利害関係の一致で新聞部に体験入部したものの、誰も訪れない部室に一人籠ってオカルト記事を書く彼女は、ひょっとすると幹人たちを仲間と認識していたのかもしれない。
「ああ、悪いな。置いてくような事言っちまって。とりあえず、謎解きの答え合わせに行こうぜ」
幹人は気を取り直してそう言うと、藤木は相変わらずニッと口角を上げて笑った。
それも一つの愛嬌か、と思い、ポツリと感想が漏れる。
「藤木は前髪を分けてた方が可愛いんじゃないか?」
率直なアドバイスのつもりだった。
言った途端藤木は目を丸くして、慌てて前髪を両手で手繰り寄せ、いつもの海坊主のようなシルエットに戻った。
余計なお世話だったようで、幹人は思わず「すまん、変なこと言ったな」と謝る。
「もう……久田くんって本当に……」
呆れたように姫野がため息を吐いた。
廊下を渡って、玄関から外へ出た際に、校門前で幹人を見つけると両手をブンブン振り回す小柄な影が見える。
「あー! やっと見つけました! 久田先輩! 真琴先輩と昼に会えなくて、連絡も取れないんですけど、何か知りませんかー!」
大声で駆け寄って来る春田に捕まり、幹人は事情を最初から説明する羽目になる。
やいのやいのと喚く春田を、藤木は珍妙な生き物を見るかのようにマジマジと観察していた。
ひとしきり春田に理解してもらったところで、今度は八十川を置きっぱなしにしていることを思い出す。
「……あなたはよほど沢山の女性のご友人がいるのですね」
あさひ公園で合流した八十川は、幹人が多種多様な女子を引き連れて現れたところを見つけてそう呟いた。
「俺もどうしてこうなったのか教えてほしいぜ……」
幹人はげんなりと答えると、仲間の三人の女子たちは三者三様に八十川と自己紹介や挨拶を交わした。
ややあって、本来の目的である謎解きの答えを探す。
『あさひ公園』は市街にポツンとある公園で、ブランコや滑り台などの一般的な遊具の他に、『物見の塔』という二階建てぐらいの高さの円柱状の塔が立っていた。

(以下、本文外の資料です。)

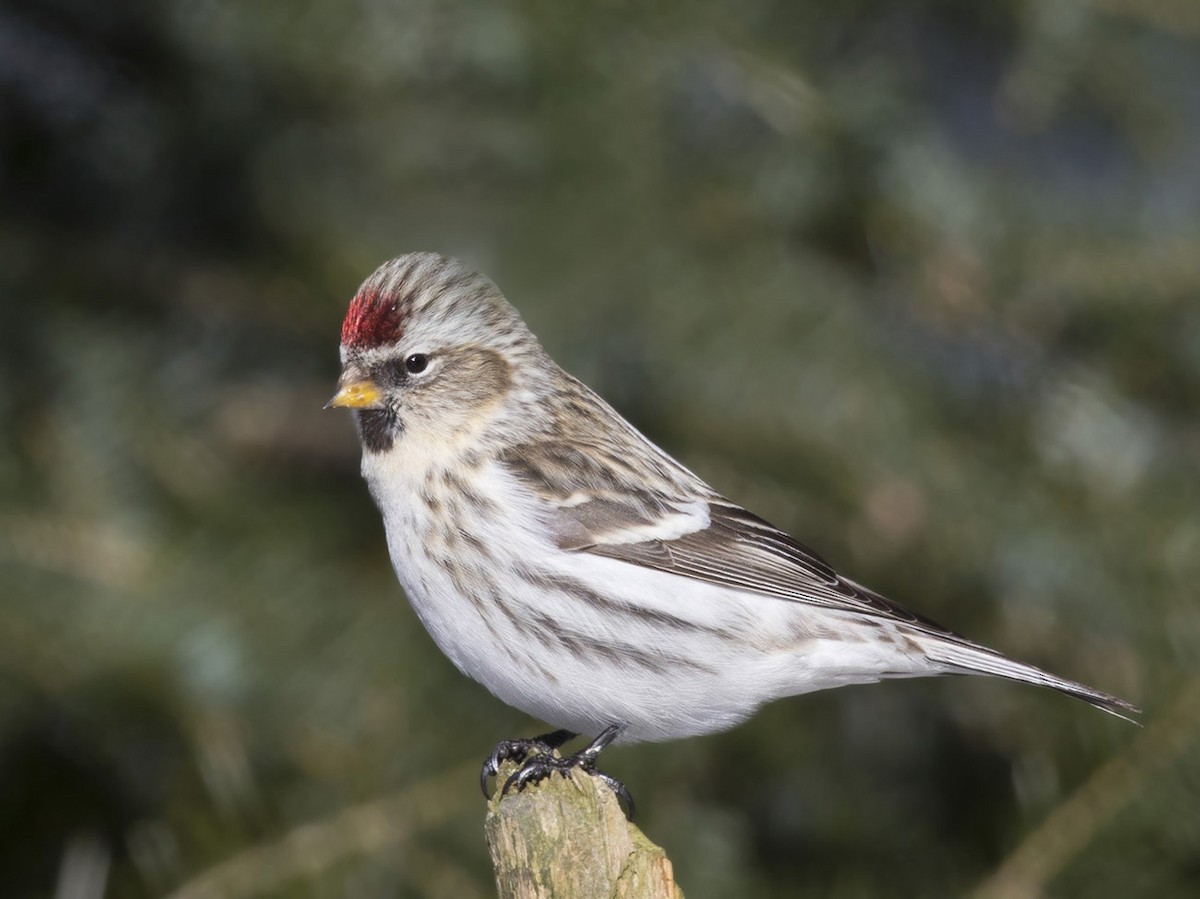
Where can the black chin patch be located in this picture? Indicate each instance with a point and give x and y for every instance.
(378, 429)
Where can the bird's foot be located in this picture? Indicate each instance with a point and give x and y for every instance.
(517, 750)
(545, 762)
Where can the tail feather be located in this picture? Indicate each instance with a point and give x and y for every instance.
(969, 658)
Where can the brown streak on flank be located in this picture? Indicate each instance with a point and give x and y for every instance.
(574, 587)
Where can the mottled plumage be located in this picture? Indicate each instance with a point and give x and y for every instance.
(574, 568)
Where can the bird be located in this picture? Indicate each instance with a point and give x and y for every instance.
(575, 569)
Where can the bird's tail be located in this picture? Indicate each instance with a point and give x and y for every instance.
(966, 658)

初冬のこの時期、既に夕暮れ時に差し掛かった屋外で遊ぶ子供は皆無だった。
うら寂しい遊具たちを一瞥し、肝心な塔の方へ歩み寄る。
塔の内部は空洞になっており、先細りする螺旋階段のような構造となっていた。
幹人は何とか身をかがめて昇っていくと、上層には踊り場のような場所があり、塔の側面に空いたのぞき穴から市街地のぼんやりとした街灯が見えた。
幹人が周囲を調べると、頭頂部に柔らかいものが触れた。
その天井、鉄骨がむき出しになった部分に、何かがぶら下がっていた。
「これは……」
幹人は”その答え”を握りしめる。
軍隊の格好をしたカルガモは、後生大事そうに丸められたメモ紙を抱えて、サングラスの目で遠くを見つめていた。
『ふたたび旅立ちの場所へ、ルナシカに乗って、冒険のその先へ。学舎の城、展望室から見渡す満艦飾の時を待て』
開いたメッセージは、印刷したかのように几帳面で整った真琴の直筆でしたためられた、次の指令だった。